The latch would probably have been good enough for many
babies, but it was not ideal..The lower lip was too close to
the nipple, and the latch was slightly shallow.  On the
right breast, with a very deep, asymmetrical latch, mom was
more comfortable.  Mom said that she probably hadn't
bringing baby in fast enough because of the fear of the
stinging in her nipples.  On the left breast, mom tensed and
stomped her feeding to cope with the pain.  There was no
improvement with deep breathing, so feeding at that breast
was stopped after 2 minutes.

I think that when I had watched her latch during group last
Thursday, she may have been latching him better than she
usually did, knowing that I was watching.  I also know for
sure that being focused just on this mom and baby today, I
paid much more careful attention than I did in a group
situation where I watched briefly, and there were many
distractions.

Anyway, I think latch was still the primary problem.
However, a slightly short tongue combined with relatively
small and rather inelastic breasts probably has exacerbated
the problem.  Less than ideal maternal nutrition may also
have contributed to poor wound healing.  Mom told my intern
that she had gained no weight during pregnancy.  She said
she had not finished her prenatal vitamins and had not been
taking them, so we encouraged her to do so.  We also
encouraged her to take advantage of her mother's offer of
help so she could get more rest.  I called her back this
evening and suggested breast shells (sore nipple inserts).

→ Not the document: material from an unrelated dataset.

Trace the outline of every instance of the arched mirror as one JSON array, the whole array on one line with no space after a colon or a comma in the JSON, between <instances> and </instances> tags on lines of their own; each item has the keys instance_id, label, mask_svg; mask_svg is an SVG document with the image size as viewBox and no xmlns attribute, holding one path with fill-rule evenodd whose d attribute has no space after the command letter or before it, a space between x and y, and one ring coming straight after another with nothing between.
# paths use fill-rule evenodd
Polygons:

We also worked on hand expression, especially careful
placement of the fingers over the lactiferous sinuses.  This
resulted in a somewhat improved milk flow.  She needs more
practice, but appeared to understand the principles.  I gave
her a log to record hand expression, feedings, voids, and
stools.  I encouraged her to hand express from both breasts
every 2 hours during the day and after every night feeding.

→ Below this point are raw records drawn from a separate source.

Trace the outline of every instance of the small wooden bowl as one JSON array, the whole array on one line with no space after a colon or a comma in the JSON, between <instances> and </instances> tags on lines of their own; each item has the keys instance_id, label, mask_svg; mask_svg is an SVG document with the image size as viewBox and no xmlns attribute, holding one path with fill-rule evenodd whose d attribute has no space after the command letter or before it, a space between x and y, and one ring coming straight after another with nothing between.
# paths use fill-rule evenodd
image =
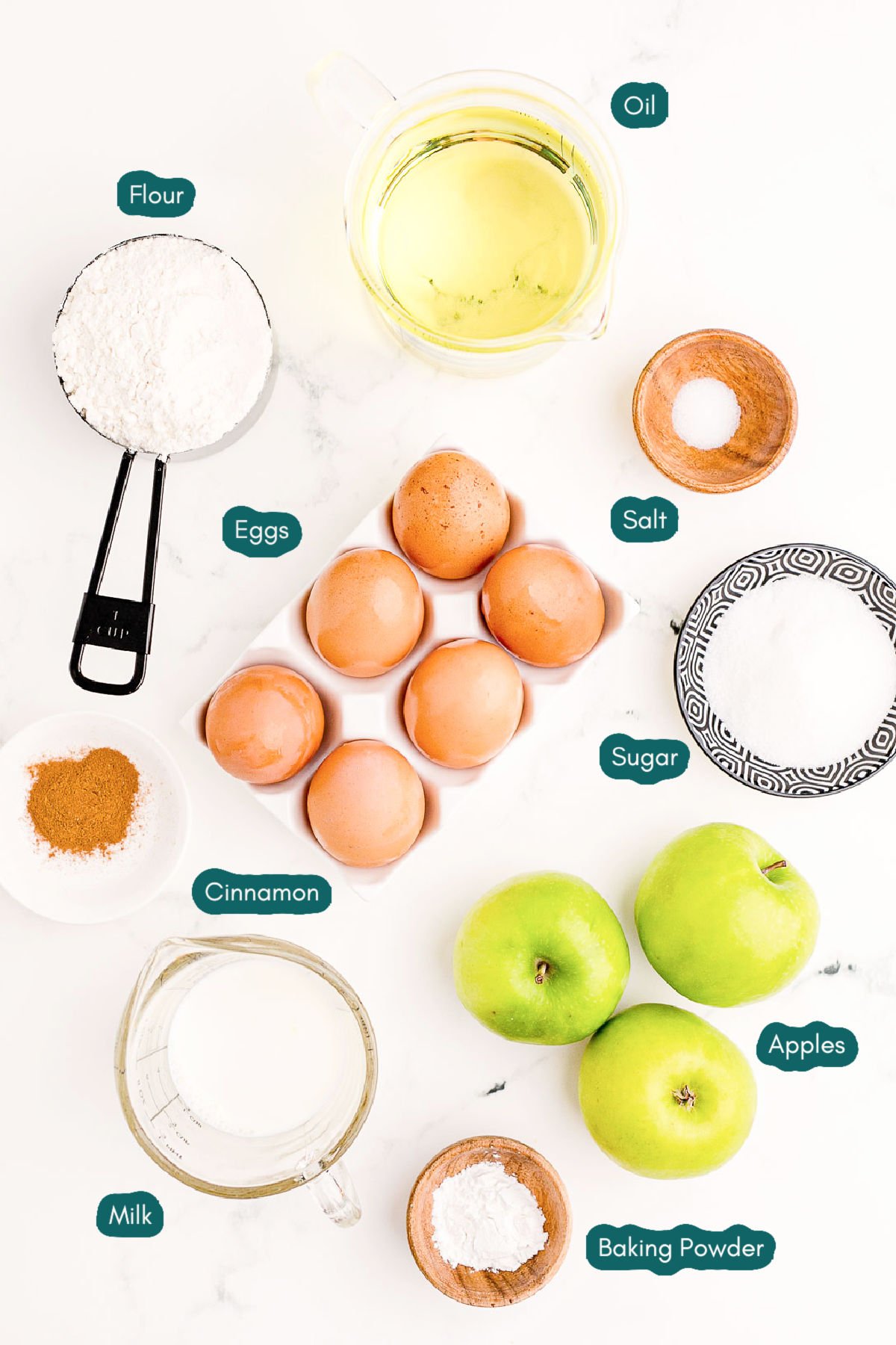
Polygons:
<instances>
[{"instance_id":1,"label":"small wooden bowl","mask_svg":"<svg viewBox=\"0 0 896 1345\"><path fill-rule=\"evenodd\" d=\"M692 378L717 378L740 402L740 425L721 448L692 448L674 432L672 405ZM778 356L758 340L712 328L657 351L641 373L631 414L641 448L664 476L721 495L755 486L783 460L797 432L797 393Z\"/></svg>"},{"instance_id":2,"label":"small wooden bowl","mask_svg":"<svg viewBox=\"0 0 896 1345\"><path fill-rule=\"evenodd\" d=\"M451 1267L433 1241L434 1192L446 1177L484 1162L504 1163L505 1171L529 1188L544 1215L547 1243L514 1271ZM430 1284L458 1303L470 1303L473 1307L505 1307L537 1294L560 1268L570 1247L571 1231L570 1197L551 1163L519 1139L501 1139L496 1135L461 1139L443 1149L414 1182L407 1204L407 1240L414 1260Z\"/></svg>"}]
</instances>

I discussed the possibility of short-term formula
supplementation.  Even though she understood that the baby
was not really ever completely satisfied, she did not want
to do this.  It was obvious to me that she was not
unconcerned about her baby's happiness; quite the
opposite--she was concerned about her baby's long-term
health and greatly values breast milk.  Given baby's good
general health and acceptable (though not ideal) weight
gain, I was comfortable with this decision, at least on a
short term basis.  She is to call me in two days.

When I called this evening, mom stated that baby wasn't
satisfied on the right breast, so she had given the left,
and it hadn't hurt nearly as much as before.  She felt
certain he had a good latch.

As I was rethinking this consult in preparation for my
report to all of you, I realized that we had not discussed
galactagogues.  I will plan to do that as soon as possible.